Having those young players see firsthand what it takes to excel in the majors from veteran teammates is invaluable. Abreu, who arrived in the United States from Cuba in late 2013, addressed that point in his statement about Moncada, who signed with Boston in 2015.

"Moncada is a five-tool player," Abreu said. "He really has everything needed to succeed, and I know that with the proper guidance of veteran players and coaches with experience he can become an All-Star caliber player."

"He is going to make a huge impact in the White Sox organization, and both the fans and the team will be thankful.

"I already spoke with him to welcome him to the team. I told him that I'm going to be there for him for everything that he needs on and off the field."

In a conference call Wednesday, Moncada said he's "thrilled" to once again play with Abreu.
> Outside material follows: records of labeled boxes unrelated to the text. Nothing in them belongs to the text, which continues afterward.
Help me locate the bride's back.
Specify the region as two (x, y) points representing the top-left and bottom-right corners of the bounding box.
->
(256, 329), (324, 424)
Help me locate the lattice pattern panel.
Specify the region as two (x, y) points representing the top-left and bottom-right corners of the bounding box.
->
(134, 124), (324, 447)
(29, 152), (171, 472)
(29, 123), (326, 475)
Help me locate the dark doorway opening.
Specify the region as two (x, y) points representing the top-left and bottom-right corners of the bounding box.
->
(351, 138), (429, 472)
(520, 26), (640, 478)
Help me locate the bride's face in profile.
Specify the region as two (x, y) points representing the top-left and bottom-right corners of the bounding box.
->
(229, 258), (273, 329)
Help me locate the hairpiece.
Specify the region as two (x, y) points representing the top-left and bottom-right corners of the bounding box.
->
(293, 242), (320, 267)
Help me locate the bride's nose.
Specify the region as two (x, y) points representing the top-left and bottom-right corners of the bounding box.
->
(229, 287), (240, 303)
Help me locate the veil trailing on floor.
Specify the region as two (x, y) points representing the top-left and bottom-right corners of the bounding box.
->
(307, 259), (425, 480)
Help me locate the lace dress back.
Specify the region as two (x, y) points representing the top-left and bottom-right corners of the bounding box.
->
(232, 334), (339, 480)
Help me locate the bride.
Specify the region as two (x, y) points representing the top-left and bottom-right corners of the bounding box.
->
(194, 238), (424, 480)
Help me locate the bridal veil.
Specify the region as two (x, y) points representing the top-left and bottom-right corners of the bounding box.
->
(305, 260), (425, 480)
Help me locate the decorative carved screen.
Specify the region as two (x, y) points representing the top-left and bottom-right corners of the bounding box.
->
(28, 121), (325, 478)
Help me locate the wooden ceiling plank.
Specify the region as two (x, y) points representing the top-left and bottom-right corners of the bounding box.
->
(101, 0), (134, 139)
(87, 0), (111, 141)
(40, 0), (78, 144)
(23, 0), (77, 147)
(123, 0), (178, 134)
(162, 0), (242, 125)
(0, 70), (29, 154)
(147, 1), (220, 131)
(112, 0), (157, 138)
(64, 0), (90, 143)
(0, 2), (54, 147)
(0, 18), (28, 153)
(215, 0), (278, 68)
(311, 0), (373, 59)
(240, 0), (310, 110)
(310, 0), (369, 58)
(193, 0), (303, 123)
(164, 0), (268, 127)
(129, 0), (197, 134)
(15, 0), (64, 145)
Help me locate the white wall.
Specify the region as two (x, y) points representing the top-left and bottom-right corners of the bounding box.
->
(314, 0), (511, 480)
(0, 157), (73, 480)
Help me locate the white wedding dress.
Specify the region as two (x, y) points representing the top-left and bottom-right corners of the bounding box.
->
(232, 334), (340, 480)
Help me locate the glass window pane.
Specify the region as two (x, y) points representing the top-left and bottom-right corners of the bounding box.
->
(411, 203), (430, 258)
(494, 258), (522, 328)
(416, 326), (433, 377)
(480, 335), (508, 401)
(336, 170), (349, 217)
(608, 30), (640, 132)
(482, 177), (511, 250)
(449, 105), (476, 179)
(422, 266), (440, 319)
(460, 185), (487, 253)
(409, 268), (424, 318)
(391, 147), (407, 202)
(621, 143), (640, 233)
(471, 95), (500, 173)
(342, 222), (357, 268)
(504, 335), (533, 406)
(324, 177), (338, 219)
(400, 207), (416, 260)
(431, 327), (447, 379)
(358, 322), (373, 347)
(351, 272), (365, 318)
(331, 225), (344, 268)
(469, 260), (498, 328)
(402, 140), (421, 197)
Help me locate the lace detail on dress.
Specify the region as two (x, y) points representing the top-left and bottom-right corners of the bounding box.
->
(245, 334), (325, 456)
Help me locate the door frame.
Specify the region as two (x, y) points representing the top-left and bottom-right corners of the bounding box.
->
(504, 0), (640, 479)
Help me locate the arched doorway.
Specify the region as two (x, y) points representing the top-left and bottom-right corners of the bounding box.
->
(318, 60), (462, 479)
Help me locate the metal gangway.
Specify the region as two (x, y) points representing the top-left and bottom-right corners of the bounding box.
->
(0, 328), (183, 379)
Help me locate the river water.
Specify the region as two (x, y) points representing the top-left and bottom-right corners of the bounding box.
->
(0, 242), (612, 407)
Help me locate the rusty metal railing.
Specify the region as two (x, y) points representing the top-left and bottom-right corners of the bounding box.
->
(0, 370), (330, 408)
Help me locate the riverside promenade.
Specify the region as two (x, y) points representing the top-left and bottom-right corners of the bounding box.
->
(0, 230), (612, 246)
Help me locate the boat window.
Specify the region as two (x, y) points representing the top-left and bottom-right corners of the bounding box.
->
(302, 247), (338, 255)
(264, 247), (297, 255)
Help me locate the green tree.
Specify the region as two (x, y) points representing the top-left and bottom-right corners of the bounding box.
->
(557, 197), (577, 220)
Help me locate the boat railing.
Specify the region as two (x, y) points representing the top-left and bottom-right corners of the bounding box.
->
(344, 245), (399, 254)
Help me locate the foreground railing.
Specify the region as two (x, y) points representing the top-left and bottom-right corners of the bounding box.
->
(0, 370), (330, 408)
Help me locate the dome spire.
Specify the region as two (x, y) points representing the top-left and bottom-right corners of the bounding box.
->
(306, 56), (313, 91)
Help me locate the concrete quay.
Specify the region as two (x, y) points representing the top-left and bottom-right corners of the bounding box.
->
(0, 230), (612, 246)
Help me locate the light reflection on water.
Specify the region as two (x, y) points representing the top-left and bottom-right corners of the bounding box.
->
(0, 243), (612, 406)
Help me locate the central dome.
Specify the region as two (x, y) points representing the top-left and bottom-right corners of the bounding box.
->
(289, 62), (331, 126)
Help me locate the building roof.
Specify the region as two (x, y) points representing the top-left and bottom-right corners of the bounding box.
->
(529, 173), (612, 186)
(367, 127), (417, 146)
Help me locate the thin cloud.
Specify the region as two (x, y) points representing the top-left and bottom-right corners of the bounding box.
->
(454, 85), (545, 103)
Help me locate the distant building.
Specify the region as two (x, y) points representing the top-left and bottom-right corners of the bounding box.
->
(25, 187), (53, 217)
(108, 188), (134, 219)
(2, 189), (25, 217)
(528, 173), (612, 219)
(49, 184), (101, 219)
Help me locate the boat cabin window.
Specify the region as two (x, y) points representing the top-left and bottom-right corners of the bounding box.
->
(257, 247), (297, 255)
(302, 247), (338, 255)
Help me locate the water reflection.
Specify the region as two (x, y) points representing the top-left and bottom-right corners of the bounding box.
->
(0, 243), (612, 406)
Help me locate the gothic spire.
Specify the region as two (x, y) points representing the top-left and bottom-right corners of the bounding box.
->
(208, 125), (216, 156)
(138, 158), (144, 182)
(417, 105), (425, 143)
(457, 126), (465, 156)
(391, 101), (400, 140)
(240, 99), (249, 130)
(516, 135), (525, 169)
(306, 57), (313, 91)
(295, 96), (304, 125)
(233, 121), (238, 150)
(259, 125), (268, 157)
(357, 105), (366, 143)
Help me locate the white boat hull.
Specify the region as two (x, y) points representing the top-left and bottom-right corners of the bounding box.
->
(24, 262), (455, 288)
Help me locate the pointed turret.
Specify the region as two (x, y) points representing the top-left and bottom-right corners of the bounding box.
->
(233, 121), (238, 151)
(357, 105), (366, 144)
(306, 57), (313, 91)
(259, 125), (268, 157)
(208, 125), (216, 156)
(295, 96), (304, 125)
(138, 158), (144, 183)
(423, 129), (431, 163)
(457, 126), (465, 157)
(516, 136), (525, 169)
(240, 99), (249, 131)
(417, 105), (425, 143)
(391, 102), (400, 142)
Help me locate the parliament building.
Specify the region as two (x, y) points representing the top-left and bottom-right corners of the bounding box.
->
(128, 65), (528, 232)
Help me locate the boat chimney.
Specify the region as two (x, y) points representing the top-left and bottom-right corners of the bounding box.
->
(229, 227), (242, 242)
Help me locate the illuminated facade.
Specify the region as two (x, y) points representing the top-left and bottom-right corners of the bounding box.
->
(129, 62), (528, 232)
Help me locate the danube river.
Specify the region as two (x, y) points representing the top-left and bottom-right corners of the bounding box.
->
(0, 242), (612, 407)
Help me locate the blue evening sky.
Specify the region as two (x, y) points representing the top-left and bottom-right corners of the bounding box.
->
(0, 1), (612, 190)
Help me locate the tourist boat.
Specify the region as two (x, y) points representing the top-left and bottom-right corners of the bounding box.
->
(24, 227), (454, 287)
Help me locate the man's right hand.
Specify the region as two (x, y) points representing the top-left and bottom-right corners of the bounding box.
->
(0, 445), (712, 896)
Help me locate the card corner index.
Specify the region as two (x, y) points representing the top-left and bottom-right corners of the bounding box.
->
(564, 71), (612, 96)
Whether they will hasn't yet been determined.

When asked about Moncada's 2017 starting point earlier in the week, Hahn said the 21-year still needs to develop. Moncada appeared in eight big league games last season for Boston and struggled with contact, striking out 12 times in 20 plate appearances. But that promotion came after a meteoric rise through Boston's farm system, an aggressive path that included only 45 games played above High-A. Nothing has been announced, but it appears Moncada will receive an invite to big league camp next spring and be seated near Abreu in the clubhouse. 

Still, Hahn sounds like he intends for Moncada to spend much of 2017 refining his approach in the minors. He also has demonstrated he is willing to dig deep and make more painful moves if it betters the team in the long run, all of which means the White Sox wouldn't hesitate to trade Abreu or Quintana if they get what they want.